That is horrible. Every time we loose a contributing historic structure we loose part of our memory. Counter to what the guy said, the real eyesores are the ugly condos they built up around that beautiful old building.

DanGarion said...

Wow those people sound like idiots. Oh no, they hold community events and functions! Very sad to hear about this.

Anonymous said...

Sorry to hear this. Keep up the good work Chris! Your excellent blog is a bright light of enlightenment and meaning in the fight against ignorance, so please don't let this get you down.

The pitiful comments you describe are examples of a rampant lack of common empathy and understanding of one's own community.

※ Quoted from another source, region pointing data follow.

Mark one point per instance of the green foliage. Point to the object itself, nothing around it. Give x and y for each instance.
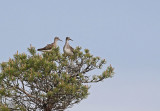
(48, 80)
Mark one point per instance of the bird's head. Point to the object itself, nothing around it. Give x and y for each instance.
(68, 38)
(57, 38)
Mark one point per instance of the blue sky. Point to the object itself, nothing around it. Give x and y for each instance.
(125, 32)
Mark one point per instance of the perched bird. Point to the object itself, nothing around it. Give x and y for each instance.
(68, 50)
(49, 47)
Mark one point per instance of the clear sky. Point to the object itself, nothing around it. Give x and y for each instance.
(125, 32)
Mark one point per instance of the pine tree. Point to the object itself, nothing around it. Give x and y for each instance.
(50, 81)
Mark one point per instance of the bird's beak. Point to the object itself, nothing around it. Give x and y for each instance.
(60, 40)
(71, 39)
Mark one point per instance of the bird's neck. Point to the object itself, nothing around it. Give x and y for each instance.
(66, 42)
(55, 43)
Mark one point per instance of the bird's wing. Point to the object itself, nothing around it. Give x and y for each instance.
(71, 48)
(47, 47)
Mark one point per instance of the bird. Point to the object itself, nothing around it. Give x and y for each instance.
(68, 50)
(49, 47)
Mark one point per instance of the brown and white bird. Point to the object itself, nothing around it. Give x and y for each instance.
(49, 47)
(68, 50)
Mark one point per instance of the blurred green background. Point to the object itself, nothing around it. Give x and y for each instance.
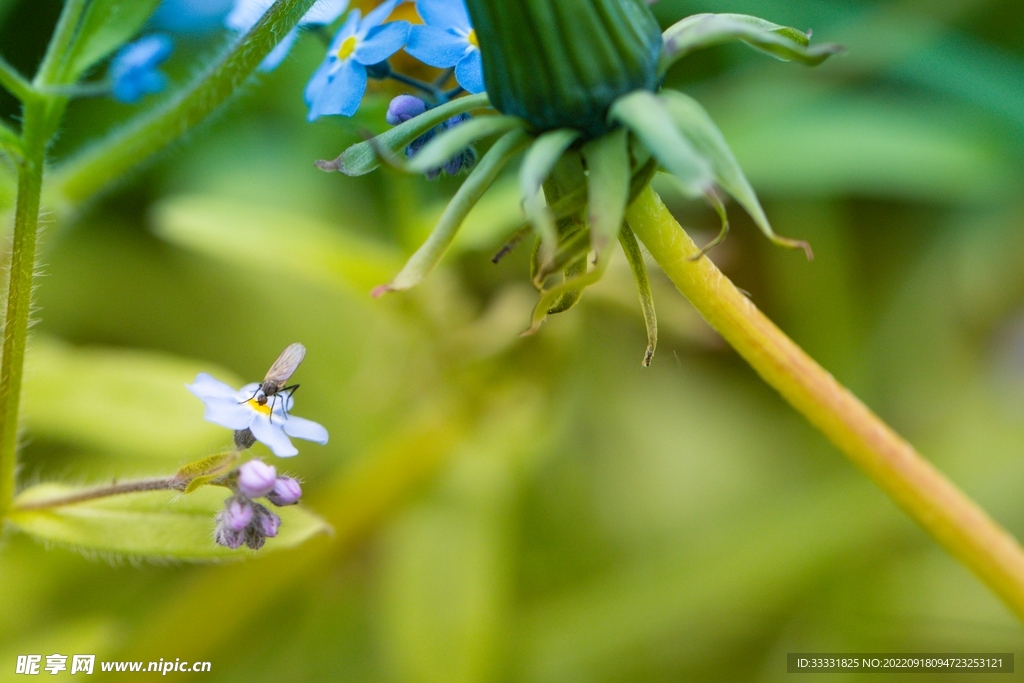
(545, 509)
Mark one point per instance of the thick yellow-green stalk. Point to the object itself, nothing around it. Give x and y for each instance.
(938, 506)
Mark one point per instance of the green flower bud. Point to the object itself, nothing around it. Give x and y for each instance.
(561, 63)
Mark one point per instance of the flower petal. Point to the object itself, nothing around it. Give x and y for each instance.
(324, 12)
(347, 29)
(377, 16)
(272, 436)
(444, 13)
(305, 429)
(279, 53)
(339, 93)
(469, 72)
(435, 46)
(381, 42)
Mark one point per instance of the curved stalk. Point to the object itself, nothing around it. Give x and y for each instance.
(931, 500)
(162, 483)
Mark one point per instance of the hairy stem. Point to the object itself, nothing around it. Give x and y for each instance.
(23, 266)
(931, 500)
(104, 163)
(13, 82)
(162, 483)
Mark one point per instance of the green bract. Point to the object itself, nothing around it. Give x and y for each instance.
(576, 83)
(561, 63)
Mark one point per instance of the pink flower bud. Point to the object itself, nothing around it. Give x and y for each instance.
(286, 492)
(237, 514)
(404, 108)
(256, 478)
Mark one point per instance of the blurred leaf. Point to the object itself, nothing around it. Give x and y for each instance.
(448, 561)
(274, 242)
(203, 471)
(702, 31)
(744, 573)
(859, 145)
(159, 524)
(971, 71)
(123, 401)
(107, 26)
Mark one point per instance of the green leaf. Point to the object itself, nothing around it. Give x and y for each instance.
(118, 401)
(252, 236)
(861, 145)
(445, 145)
(646, 116)
(607, 185)
(639, 268)
(364, 158)
(427, 256)
(105, 26)
(205, 470)
(157, 524)
(693, 122)
(537, 166)
(701, 31)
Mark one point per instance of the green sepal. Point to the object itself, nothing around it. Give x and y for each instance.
(364, 157)
(537, 166)
(647, 118)
(202, 472)
(430, 253)
(560, 63)
(633, 254)
(701, 31)
(607, 186)
(445, 145)
(691, 120)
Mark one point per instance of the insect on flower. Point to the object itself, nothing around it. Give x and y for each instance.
(280, 373)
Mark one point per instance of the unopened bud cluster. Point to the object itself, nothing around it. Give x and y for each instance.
(245, 521)
(404, 108)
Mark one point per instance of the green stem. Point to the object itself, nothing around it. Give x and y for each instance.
(90, 172)
(931, 500)
(23, 266)
(10, 142)
(138, 485)
(64, 34)
(14, 82)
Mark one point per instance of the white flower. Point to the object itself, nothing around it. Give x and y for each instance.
(270, 424)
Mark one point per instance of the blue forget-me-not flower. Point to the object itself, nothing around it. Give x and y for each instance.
(247, 12)
(337, 87)
(190, 16)
(446, 39)
(270, 423)
(133, 71)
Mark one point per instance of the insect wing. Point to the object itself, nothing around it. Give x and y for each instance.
(285, 366)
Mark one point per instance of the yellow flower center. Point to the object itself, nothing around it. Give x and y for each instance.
(264, 409)
(347, 47)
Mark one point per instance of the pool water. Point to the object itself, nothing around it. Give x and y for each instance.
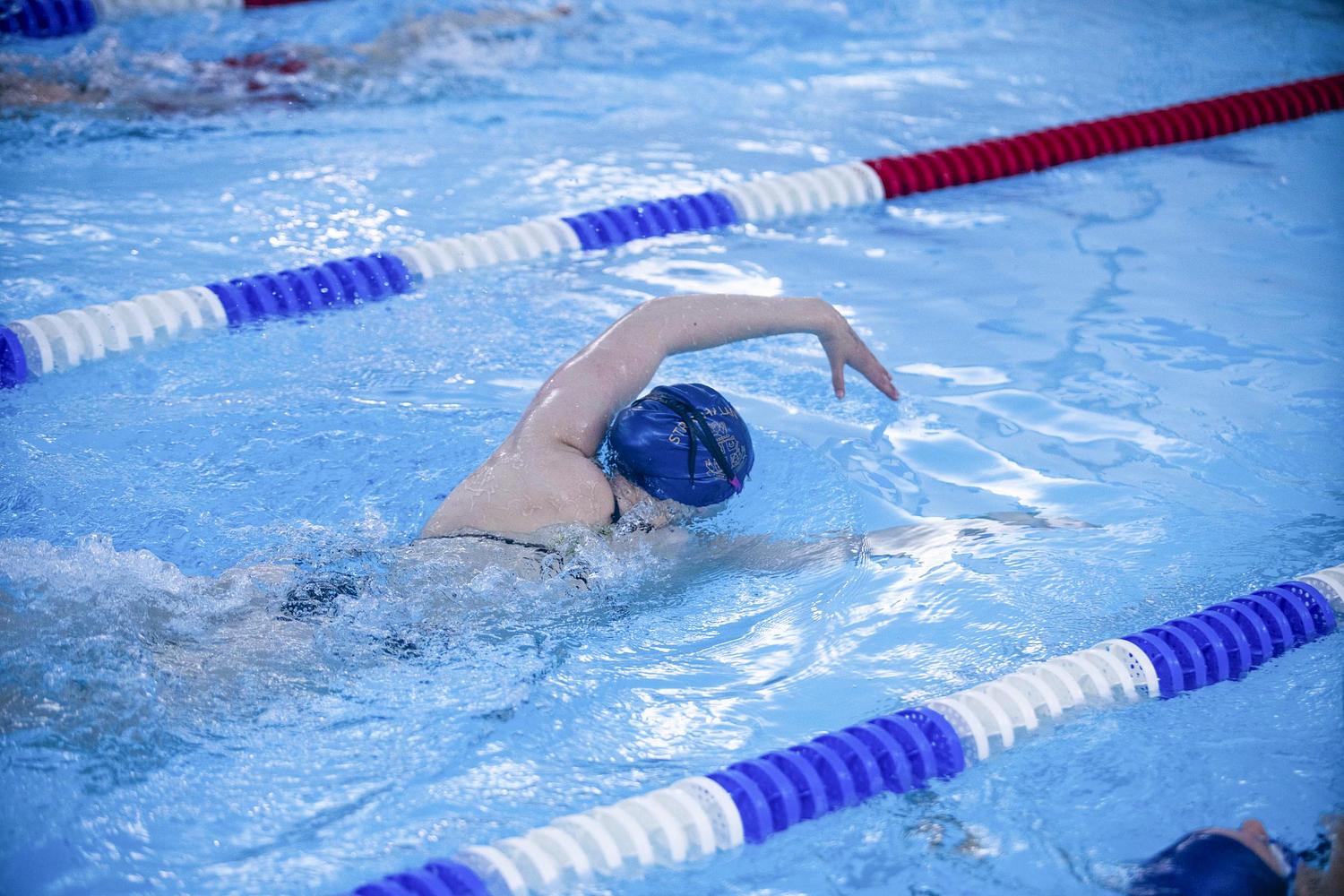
(1150, 344)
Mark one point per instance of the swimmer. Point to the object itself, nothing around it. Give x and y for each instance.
(287, 74)
(1244, 861)
(672, 452)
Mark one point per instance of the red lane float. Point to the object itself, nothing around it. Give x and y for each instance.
(1007, 156)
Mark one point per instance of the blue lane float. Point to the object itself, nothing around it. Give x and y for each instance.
(753, 799)
(72, 338)
(620, 225)
(316, 288)
(67, 339)
(48, 18)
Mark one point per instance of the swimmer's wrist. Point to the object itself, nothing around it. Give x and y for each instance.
(827, 320)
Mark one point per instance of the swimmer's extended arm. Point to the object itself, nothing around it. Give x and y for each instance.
(577, 403)
(543, 473)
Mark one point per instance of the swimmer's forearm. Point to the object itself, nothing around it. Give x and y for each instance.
(680, 324)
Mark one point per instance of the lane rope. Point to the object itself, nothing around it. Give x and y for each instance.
(753, 799)
(62, 18)
(37, 347)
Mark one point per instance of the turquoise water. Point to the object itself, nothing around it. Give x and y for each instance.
(1148, 343)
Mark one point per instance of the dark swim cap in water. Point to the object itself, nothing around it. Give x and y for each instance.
(1207, 864)
(683, 443)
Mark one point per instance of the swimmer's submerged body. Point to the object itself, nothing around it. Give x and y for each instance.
(677, 449)
(287, 74)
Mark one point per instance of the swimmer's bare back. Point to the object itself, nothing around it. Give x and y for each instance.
(545, 471)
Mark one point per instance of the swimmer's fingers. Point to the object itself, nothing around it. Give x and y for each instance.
(875, 373)
(846, 349)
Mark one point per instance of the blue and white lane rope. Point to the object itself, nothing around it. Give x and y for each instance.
(38, 346)
(62, 18)
(46, 343)
(755, 798)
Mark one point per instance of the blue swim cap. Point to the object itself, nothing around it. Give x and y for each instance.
(1207, 864)
(683, 443)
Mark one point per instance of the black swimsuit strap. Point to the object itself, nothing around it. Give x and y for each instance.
(488, 536)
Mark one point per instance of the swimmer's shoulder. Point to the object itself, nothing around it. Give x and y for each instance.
(524, 490)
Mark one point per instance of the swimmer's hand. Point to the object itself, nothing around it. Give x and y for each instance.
(844, 349)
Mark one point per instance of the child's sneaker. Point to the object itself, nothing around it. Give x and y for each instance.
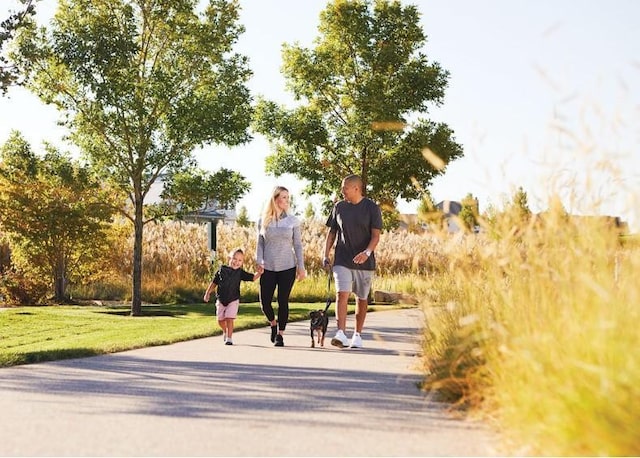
(340, 340)
(356, 341)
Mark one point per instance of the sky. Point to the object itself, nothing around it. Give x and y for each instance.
(543, 95)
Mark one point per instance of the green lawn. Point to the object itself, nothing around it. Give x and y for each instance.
(47, 333)
(34, 334)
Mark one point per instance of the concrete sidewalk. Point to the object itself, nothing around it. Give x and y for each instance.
(251, 399)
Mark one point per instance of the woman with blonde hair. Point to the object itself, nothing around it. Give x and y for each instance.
(279, 254)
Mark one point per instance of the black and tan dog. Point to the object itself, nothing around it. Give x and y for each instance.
(318, 325)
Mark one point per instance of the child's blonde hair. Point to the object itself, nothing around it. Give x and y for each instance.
(234, 251)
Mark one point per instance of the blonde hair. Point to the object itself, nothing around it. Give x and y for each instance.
(233, 252)
(270, 211)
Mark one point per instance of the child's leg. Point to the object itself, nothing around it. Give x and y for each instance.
(223, 325)
(229, 325)
(230, 315)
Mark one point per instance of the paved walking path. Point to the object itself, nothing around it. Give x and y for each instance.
(250, 399)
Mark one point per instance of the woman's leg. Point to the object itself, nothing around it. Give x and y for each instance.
(267, 288)
(286, 279)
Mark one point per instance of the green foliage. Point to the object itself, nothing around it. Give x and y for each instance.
(309, 212)
(140, 86)
(9, 74)
(362, 92)
(428, 212)
(242, 218)
(54, 213)
(195, 189)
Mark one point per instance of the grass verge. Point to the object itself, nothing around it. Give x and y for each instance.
(37, 334)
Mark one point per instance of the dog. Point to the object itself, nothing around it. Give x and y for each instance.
(318, 325)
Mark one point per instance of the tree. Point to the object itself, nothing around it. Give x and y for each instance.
(428, 212)
(309, 212)
(363, 92)
(194, 190)
(242, 219)
(8, 27)
(54, 212)
(141, 84)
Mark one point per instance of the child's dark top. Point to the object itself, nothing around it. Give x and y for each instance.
(228, 281)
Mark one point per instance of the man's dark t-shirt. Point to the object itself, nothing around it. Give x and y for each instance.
(353, 224)
(228, 281)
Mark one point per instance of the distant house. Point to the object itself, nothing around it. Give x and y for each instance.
(449, 209)
(209, 212)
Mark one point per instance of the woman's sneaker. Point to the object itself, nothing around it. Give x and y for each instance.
(356, 341)
(279, 341)
(340, 340)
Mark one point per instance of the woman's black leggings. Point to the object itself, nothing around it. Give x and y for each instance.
(284, 281)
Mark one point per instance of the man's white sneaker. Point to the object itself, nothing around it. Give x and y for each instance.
(340, 340)
(356, 341)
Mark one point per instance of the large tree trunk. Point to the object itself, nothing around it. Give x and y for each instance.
(59, 279)
(136, 292)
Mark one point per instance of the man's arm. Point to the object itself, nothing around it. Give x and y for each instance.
(328, 244)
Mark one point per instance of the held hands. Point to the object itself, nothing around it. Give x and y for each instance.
(361, 257)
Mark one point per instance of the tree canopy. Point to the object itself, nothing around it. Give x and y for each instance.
(363, 93)
(54, 211)
(8, 27)
(141, 84)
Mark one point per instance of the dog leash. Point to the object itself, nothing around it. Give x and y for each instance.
(329, 296)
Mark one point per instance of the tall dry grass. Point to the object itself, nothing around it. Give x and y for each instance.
(177, 264)
(538, 326)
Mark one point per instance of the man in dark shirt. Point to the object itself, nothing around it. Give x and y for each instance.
(354, 226)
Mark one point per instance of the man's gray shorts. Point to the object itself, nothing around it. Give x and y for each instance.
(353, 280)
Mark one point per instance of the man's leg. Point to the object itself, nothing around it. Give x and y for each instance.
(361, 313)
(342, 299)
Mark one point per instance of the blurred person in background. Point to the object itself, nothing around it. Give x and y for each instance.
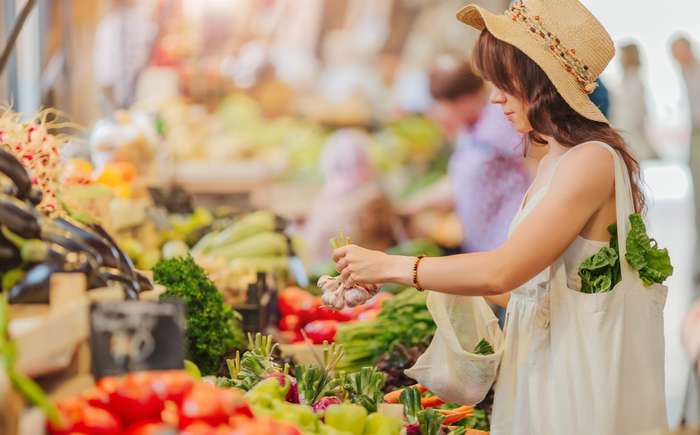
(351, 200)
(487, 176)
(690, 69)
(629, 104)
(123, 43)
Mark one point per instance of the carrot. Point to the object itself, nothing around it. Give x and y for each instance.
(431, 402)
(460, 410)
(454, 418)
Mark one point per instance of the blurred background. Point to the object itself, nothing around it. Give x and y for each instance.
(338, 114)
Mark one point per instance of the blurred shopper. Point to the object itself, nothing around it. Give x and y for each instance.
(351, 200)
(122, 47)
(487, 175)
(629, 104)
(690, 68)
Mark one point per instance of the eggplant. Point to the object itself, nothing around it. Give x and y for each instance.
(9, 254)
(34, 287)
(130, 287)
(19, 217)
(15, 171)
(108, 254)
(128, 268)
(35, 196)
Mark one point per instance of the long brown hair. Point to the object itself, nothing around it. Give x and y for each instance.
(510, 70)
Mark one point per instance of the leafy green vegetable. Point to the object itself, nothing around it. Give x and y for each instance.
(601, 272)
(22, 384)
(213, 328)
(404, 320)
(256, 364)
(416, 247)
(365, 387)
(483, 347)
(410, 399)
(643, 254)
(315, 382)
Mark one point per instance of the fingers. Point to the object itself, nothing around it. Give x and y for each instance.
(340, 253)
(341, 265)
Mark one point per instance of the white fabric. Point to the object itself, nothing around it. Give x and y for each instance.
(577, 363)
(448, 367)
(122, 43)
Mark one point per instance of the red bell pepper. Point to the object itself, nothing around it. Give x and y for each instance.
(290, 322)
(321, 330)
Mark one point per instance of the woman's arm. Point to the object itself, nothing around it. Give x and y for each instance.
(581, 186)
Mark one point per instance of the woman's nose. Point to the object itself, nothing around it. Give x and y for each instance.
(498, 97)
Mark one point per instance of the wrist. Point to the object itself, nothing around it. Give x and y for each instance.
(400, 270)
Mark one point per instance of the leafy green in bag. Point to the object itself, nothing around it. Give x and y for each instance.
(600, 272)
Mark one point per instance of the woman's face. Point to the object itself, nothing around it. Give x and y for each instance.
(513, 108)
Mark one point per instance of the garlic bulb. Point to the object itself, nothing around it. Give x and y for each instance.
(356, 296)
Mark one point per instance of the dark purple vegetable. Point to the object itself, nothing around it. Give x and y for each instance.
(15, 171)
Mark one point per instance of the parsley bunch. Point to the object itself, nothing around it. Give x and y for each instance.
(213, 328)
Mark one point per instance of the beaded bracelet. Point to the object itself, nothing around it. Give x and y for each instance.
(415, 273)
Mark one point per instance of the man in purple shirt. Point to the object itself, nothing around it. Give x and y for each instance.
(487, 172)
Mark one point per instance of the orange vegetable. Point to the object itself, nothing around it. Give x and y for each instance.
(431, 402)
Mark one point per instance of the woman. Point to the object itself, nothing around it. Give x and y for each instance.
(573, 363)
(487, 174)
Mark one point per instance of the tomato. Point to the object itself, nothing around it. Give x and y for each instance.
(150, 428)
(321, 330)
(172, 384)
(258, 426)
(212, 405)
(78, 416)
(198, 428)
(290, 322)
(136, 400)
(369, 314)
(96, 397)
(325, 313)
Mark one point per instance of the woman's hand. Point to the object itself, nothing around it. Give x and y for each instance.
(362, 266)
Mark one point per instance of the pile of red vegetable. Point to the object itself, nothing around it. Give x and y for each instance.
(161, 402)
(302, 311)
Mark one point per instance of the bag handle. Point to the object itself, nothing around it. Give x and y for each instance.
(624, 205)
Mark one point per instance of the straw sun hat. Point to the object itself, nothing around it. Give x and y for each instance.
(561, 36)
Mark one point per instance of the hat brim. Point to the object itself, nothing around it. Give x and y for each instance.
(504, 29)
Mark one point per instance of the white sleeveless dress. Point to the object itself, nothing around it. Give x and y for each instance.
(535, 393)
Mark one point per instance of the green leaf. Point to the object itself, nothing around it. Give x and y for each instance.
(643, 254)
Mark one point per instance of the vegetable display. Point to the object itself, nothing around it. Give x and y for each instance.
(161, 402)
(34, 246)
(600, 272)
(213, 328)
(404, 320)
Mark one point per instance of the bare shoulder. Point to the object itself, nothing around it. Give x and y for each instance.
(587, 169)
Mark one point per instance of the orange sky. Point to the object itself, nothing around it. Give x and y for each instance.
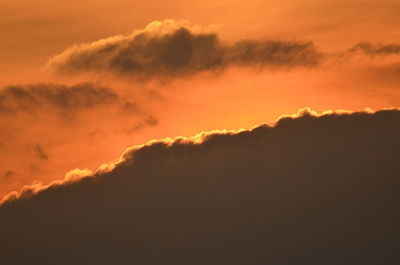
(43, 145)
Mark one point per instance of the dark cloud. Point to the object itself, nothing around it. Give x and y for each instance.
(157, 52)
(146, 122)
(375, 49)
(310, 190)
(8, 174)
(40, 153)
(66, 98)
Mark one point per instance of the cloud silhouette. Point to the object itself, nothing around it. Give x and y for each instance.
(309, 190)
(171, 49)
(375, 49)
(28, 98)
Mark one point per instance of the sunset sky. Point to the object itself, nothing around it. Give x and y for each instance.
(86, 86)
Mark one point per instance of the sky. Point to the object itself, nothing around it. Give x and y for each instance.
(86, 86)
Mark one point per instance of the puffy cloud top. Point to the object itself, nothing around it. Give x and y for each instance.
(309, 190)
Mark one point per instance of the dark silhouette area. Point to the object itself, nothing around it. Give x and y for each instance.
(309, 190)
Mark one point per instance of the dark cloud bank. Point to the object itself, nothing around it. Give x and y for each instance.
(178, 52)
(310, 190)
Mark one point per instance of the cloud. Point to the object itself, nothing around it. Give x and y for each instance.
(40, 153)
(308, 190)
(8, 174)
(170, 48)
(68, 99)
(375, 49)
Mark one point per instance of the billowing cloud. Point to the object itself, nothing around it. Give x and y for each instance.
(168, 49)
(375, 49)
(309, 190)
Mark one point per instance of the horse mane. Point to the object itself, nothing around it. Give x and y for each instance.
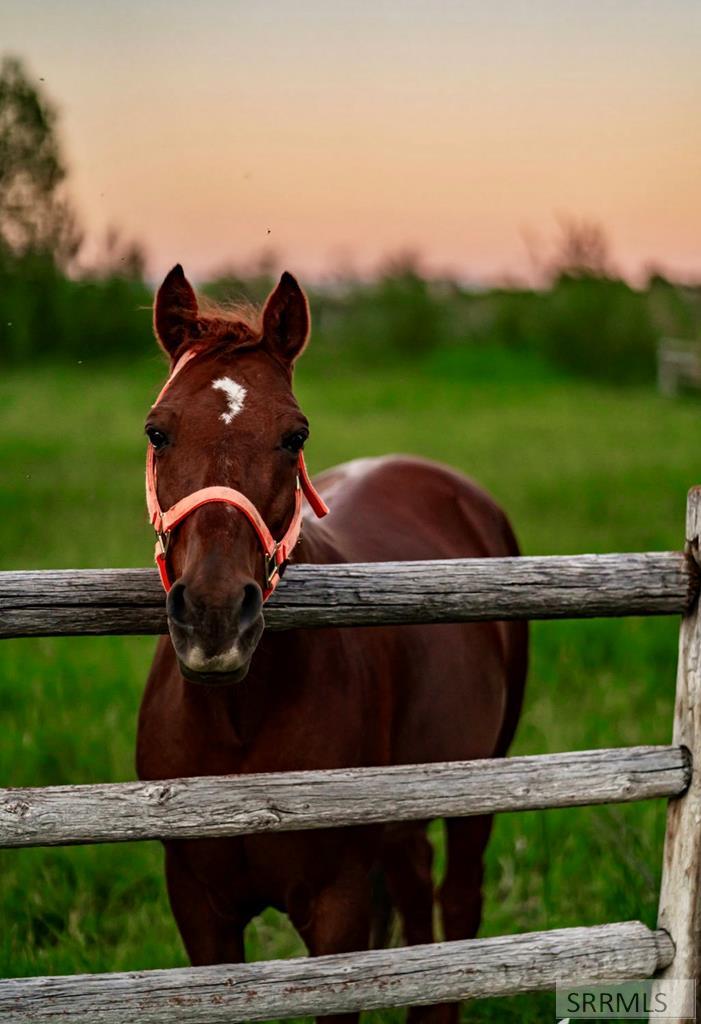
(235, 324)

When people out of selfishness separate themselves from others based on external class differences, don't understand their environment and what is actually around them, do not understand or appreciate others, their mindset can best and unfortunately be described as sick. They are part of a bumper crop of sociopaths sad to say...

-An HB kid in exile

Aaron said...

Thanks for the post. Another piece of history lost to fire. Questionable curcumatances perhaps? Reminds me of when the SR Bowen machine shop (Lake and Yorktown) burnt down in 1989. At least it wasn't as bad as when the city purchased the Huntington Beach Inn from the Elks and deliberately burned it down.

Chris Jepsen said...

Aaron: Don't forget what everyone called the "redevelopment fire" at the Northam Ranch House -- directly across Yorktown from City Hall.